Net sales decreased $53.4 million, or 22.3%, to $186.1 million for the third quarter of 2009, compared to $239.5 million for the third quarter of 2008. The third quarter decrease in sales was the result of lower selling prices and weak market demand, which were partially offset by market share gains and penetration into new adjacent markets. Gross profit improved to $44.0 million, with margins of 23.6%, in the third quarter of 2009, compared to $39.1 million, and margins of 16.3%, in the third quarter of 2008. The margin improvement was due primarily to lower raw material costs and reduced manufacturing expenses.
"Our improved third quarter performance reflects the impact from a number of positive ongoing actions being taken by the Company, including broad-based cost reductions now totaling more than $23 million for the year, effective raw material sourcing and commercialization of innovative new products," said Kevin McMullen, OMNOVA Solutions' Chairman and Chief Executive Officer. "Our Performance Chemicals segment and Decorative Products Asian businesses led the Company's overall improvement. The actions taken by the Company led to significantly higher earnings and positive cash flow from operations, which allowed us to further reduce our debt and increase the Company's financial flexibility.
"Entering our fourth quarter, overall market demand in Decorative Products appears to be bottoming. Volumes in Performance Chemicals are expected to be up year-over-year for the fourth quarter but down modestly on a sequential basis, as is typical, compared to the third quarter.
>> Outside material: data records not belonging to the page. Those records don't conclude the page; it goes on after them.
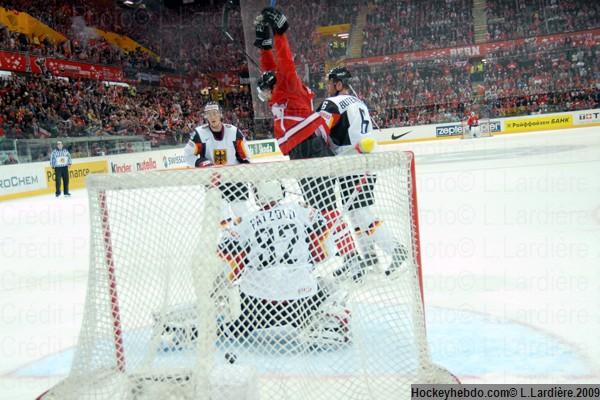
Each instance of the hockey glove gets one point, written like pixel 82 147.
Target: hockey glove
pixel 203 163
pixel 263 39
pixel 276 19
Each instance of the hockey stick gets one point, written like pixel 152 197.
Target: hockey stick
pixel 356 95
pixel 230 5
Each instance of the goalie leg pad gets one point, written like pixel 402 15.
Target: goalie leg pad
pixel 329 328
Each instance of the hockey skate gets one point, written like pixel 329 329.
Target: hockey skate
pixel 399 256
pixel 177 326
pixel 353 267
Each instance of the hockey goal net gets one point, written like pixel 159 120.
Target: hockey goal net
pixel 163 303
pixel 486 128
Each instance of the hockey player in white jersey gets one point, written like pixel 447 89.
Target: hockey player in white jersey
pixel 268 255
pixel 217 143
pixel 269 271
pixel 348 124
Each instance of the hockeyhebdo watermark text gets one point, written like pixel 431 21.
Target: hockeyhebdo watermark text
pixel 48 215
pixel 500 392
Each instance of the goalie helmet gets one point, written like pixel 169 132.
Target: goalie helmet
pixel 212 106
pixel 268 192
pixel 340 74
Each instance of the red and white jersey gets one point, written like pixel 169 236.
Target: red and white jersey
pixel 473 120
pixel 269 252
pixel 227 147
pixel 291 102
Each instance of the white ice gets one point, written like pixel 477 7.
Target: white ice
pixel 510 232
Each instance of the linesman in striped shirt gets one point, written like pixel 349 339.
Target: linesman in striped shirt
pixel 60 160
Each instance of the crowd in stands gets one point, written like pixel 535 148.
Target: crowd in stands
pixel 524 79
pixel 528 18
pixel 528 77
pixel 35 106
pixel 409 25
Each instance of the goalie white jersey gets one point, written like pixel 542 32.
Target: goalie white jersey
pixel 269 251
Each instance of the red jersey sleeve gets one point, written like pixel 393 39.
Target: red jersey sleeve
pixel 267 61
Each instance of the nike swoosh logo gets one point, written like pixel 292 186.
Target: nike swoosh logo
pixel 396 137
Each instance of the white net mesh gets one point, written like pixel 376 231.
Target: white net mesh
pixel 290 280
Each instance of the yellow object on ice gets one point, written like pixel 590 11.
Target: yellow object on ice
pixel 366 145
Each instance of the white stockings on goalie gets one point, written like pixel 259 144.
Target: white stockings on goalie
pixel 371 232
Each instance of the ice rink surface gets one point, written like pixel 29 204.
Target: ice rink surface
pixel 510 234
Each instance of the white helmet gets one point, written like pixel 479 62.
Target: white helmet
pixel 268 192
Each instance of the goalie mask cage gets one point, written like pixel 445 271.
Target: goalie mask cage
pixel 153 264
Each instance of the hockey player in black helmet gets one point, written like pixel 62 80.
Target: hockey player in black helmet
pixel 219 143
pixel 348 123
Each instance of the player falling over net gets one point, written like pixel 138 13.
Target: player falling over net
pixel 268 257
pixel 349 125
pixel 217 143
pixel 298 128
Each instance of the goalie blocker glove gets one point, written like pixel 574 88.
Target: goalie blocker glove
pixel 276 19
pixel 263 39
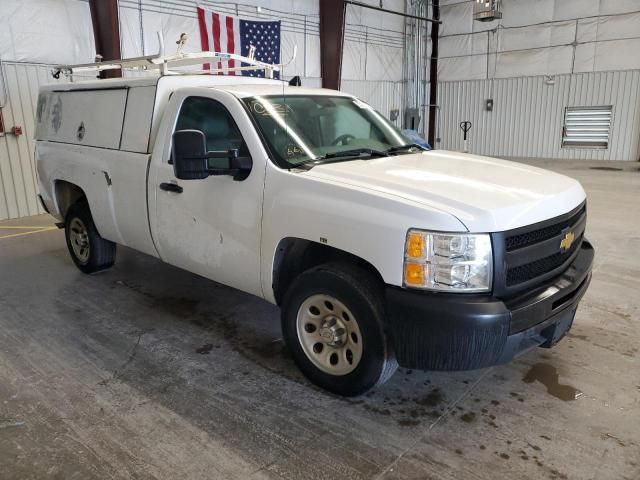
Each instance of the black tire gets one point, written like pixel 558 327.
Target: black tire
pixel 100 254
pixel 362 294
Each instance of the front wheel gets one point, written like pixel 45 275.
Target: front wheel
pixel 89 251
pixel 332 321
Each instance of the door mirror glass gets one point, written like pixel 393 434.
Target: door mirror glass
pixel 189 154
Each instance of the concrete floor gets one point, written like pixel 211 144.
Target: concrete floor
pixel 147 371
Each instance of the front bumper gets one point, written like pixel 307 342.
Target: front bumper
pixel 440 331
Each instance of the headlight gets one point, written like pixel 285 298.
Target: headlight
pixel 451 262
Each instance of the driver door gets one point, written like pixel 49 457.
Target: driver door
pixel 211 226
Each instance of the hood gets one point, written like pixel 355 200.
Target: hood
pixel 485 194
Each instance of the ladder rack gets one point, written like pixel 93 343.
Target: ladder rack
pixel 163 63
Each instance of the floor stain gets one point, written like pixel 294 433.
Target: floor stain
pixel 407 422
pixel 548 376
pixel 433 399
pixel 205 349
pixel 468 417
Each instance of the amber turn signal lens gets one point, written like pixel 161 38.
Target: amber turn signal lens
pixel 415 245
pixel 414 274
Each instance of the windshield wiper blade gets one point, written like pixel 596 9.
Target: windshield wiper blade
pixel 356 152
pixel 404 147
pixel 342 156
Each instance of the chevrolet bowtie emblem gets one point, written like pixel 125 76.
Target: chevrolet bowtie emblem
pixel 567 241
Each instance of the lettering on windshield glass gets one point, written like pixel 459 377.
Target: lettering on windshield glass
pixel 293 150
pixel 281 109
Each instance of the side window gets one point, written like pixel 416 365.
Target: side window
pixel 217 124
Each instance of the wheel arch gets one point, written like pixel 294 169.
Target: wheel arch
pixel 295 255
pixel 66 194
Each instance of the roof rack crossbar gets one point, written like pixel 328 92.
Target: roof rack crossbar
pixel 163 63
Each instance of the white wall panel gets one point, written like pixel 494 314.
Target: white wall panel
pixel 18 187
pixel 528 114
pixel 384 96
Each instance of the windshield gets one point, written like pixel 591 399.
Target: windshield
pixel 305 128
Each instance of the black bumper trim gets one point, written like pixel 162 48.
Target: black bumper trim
pixel 439 331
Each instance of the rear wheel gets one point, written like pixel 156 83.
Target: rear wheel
pixel 89 251
pixel 332 323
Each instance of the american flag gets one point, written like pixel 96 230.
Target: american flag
pixel 228 34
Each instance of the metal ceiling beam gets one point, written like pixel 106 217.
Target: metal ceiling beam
pixel 332 13
pixel 393 12
pixel 106 32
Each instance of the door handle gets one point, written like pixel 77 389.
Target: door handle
pixel 171 187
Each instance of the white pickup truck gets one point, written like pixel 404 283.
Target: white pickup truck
pixel 378 252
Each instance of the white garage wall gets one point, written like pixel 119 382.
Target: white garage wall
pixel 541 37
pixel 528 114
pixel 18 187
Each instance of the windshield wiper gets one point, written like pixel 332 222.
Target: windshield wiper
pixel 356 152
pixel 343 155
pixel 404 147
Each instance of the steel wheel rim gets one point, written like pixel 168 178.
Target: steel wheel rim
pixel 79 239
pixel 329 334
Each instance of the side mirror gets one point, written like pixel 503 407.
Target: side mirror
pixel 189 154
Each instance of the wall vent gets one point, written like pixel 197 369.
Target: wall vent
pixel 487 10
pixel 587 127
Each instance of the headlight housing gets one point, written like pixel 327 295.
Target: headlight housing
pixel 449 262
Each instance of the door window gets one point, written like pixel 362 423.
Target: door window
pixel 214 120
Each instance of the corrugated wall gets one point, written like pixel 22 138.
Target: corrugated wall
pixel 528 114
pixel 526 120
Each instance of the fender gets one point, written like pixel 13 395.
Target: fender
pixel 367 225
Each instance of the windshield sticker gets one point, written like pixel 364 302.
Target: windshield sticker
pixel 361 104
pixel 282 109
pixel 293 150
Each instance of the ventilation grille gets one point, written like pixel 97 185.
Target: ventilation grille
pixel 588 127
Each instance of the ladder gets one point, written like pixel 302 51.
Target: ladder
pixel 163 64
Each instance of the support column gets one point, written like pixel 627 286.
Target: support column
pixel 332 15
pixel 106 32
pixel 433 73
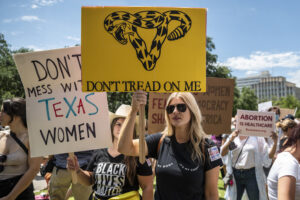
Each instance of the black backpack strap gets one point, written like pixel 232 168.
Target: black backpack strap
pixel 20 143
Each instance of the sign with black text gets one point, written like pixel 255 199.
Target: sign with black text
pixel 60 117
pixel 255 123
pixel 215 105
pixel 155 49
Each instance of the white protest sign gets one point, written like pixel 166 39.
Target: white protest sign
pixel 60 117
pixel 254 123
pixel 264 106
Because of the initiatives we have taken and continue to take, the Company expects to continue to generate significantly improved year-over-year earnings in the fourth quarter," McMullen added.
Selling, general and administrative expense in the third quarter of 2009 fell to $25.7 million, compared to $26.7 million in the third quarter of 2008. Interest expense in the third quarter of 2009 was $2.0 million, a decrease of $1.0 million compared to the third quarter of 2008, as a result of lower average interest rates and debt. The weighted average cost of borrowing during the third quarter of 2009 was 4.6%, an improvement from 5.5% in the third quarter of 2008. The Company's tax benefit and expense for the third quarter of 2009 and 2008 is substantially lower than its statutory rate primarily due to the Company's available net operating loss carryforwards.
The Company's Net Debt was $122.7 million at August 31, 2009, a decline of $18.3 million during the quarter and a reduction of $67.4 million over last year. Debt of $144.6 million was comprised of a term loan facility with $142.7 million outstanding which matures in 2014, and $1.9 million in short-term debt, primarily in Asia. As of August 31, 2009, the Company's revolving asset-based credit facility was not being used and available borrowing capacity was $65.6 million. The quarter-end consolidated cash balance grew to $29.6 million.